I said someone, somewhere is paying interest on the bank debt that $20 represents.

So what?
Pretend the Treasury prints the $20 instead of the Fed. Do you imagine the amount of debt in the world has decreased?
 
Has the liberal ever said what he wants to replace fractional reserve banking? His objection it seems to be that he lacks the IQ to understand it.

Wow, what a loaded pair of sentences. Loaded with misconceptions and false assumptions, complete with an ad hominem, maybe even two!
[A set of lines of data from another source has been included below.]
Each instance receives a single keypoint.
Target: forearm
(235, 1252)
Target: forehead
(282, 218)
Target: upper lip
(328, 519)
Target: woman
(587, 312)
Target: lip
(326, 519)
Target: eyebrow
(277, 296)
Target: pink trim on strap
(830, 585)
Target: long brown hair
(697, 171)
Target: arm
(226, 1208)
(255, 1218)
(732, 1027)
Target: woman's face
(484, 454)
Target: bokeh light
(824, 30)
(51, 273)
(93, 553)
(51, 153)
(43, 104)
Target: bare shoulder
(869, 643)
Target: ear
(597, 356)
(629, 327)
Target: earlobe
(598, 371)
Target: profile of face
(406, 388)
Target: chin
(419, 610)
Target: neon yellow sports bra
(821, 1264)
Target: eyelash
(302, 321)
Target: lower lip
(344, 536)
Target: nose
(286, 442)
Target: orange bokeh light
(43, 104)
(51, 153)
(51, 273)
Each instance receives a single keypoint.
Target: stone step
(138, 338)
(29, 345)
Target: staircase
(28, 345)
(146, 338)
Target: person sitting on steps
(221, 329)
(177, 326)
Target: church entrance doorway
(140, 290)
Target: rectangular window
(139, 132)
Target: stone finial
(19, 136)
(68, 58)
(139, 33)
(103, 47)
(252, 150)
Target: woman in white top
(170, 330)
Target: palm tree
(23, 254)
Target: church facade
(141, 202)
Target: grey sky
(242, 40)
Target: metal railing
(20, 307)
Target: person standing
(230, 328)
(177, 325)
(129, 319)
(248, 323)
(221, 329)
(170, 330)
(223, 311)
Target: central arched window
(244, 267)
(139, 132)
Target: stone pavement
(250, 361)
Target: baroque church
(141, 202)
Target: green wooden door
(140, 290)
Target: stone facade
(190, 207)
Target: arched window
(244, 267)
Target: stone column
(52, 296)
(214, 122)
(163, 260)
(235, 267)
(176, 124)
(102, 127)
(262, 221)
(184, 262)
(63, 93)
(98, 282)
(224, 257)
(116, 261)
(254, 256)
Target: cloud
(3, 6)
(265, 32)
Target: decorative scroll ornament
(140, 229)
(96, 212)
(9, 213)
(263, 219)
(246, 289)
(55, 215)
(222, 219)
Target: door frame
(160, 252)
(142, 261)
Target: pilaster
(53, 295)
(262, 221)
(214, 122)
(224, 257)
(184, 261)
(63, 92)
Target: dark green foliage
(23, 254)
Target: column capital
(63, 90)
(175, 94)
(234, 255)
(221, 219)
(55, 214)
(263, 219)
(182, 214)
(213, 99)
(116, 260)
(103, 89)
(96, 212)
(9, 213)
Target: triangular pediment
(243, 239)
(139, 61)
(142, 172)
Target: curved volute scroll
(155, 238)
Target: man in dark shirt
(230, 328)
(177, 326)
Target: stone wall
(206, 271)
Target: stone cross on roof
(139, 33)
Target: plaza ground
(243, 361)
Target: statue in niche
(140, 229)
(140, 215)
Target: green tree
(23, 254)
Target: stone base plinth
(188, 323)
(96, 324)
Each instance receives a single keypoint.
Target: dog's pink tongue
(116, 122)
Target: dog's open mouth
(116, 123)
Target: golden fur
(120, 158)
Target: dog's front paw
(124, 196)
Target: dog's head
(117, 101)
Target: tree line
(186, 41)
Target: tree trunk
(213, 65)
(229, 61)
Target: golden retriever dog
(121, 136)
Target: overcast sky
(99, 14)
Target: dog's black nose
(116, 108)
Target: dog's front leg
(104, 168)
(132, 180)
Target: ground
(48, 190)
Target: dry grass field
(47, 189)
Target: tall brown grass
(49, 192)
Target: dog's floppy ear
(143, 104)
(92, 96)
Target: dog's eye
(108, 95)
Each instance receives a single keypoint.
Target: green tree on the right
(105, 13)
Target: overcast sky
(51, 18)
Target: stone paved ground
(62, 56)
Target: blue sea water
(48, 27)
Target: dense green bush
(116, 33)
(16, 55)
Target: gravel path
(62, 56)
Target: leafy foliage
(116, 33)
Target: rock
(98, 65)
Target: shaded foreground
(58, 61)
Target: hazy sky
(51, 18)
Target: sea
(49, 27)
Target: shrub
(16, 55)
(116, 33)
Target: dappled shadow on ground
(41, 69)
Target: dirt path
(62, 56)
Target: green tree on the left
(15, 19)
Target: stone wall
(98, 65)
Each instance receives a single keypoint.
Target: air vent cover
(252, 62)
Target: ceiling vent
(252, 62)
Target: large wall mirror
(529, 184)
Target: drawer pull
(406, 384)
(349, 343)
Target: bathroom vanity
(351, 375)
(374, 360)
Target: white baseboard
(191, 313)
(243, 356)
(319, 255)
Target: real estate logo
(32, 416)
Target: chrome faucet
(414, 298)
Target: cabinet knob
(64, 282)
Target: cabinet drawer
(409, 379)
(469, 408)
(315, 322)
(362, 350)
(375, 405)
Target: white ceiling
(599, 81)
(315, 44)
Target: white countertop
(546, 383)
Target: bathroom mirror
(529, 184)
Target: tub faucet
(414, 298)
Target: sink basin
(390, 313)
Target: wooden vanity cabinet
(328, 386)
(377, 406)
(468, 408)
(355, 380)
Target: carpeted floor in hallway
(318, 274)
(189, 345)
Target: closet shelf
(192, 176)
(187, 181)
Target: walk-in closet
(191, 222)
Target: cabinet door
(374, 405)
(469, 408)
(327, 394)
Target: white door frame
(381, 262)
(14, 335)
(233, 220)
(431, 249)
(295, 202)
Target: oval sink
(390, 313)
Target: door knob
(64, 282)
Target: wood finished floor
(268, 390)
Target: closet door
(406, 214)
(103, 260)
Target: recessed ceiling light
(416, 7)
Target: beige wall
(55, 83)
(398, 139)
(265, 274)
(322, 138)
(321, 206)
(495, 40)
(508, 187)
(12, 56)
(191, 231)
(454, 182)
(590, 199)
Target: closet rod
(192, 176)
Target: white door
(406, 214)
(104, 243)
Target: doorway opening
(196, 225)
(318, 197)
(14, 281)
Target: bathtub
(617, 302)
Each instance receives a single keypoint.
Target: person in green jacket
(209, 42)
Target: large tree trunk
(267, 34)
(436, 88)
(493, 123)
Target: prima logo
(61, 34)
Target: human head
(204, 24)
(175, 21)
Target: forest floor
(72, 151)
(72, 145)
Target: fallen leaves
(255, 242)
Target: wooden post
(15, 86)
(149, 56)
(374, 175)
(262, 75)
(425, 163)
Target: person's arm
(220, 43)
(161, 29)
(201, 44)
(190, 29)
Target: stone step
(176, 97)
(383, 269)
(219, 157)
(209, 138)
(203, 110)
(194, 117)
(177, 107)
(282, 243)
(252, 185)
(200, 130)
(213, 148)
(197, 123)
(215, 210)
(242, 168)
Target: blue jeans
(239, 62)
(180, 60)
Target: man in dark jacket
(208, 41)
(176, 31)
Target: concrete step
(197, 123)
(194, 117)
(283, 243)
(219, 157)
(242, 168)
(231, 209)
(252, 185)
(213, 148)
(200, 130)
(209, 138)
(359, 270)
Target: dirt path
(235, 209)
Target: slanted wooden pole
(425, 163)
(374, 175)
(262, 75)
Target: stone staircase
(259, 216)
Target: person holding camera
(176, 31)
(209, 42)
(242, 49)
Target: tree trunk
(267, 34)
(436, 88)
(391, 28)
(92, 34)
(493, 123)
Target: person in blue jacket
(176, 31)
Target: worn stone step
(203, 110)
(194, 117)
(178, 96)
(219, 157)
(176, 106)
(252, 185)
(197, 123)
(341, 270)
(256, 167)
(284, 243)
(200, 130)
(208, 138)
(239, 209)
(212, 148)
'the liberal'? I know some people who use that as an insult. Which is kind of funny since I'm anything but a 'liberal', or a 'conservative'. As far as I'm concerned, politics in this country is a dog-and-pony show designed to make us think our votes matter. And next time, if you have a question for me, just ask me. At least you'll get the correct information. Toddster has no idea what I want to replace the FRBS with.

Seems to me, the people who insist our money doesn't have interest attached are the ones that are IQ-challenged.
 
I said someone, somewhere is paying interest on the bank debt that $20 represents.

So what?
Pretend the Treasury prints the $20 instead of the Fed. Do you imagine the amount of debt in the world has decreased?

Ok, so you're admitting that someone, somewhere actually is paying interest on the $20 in your pocket. That's good.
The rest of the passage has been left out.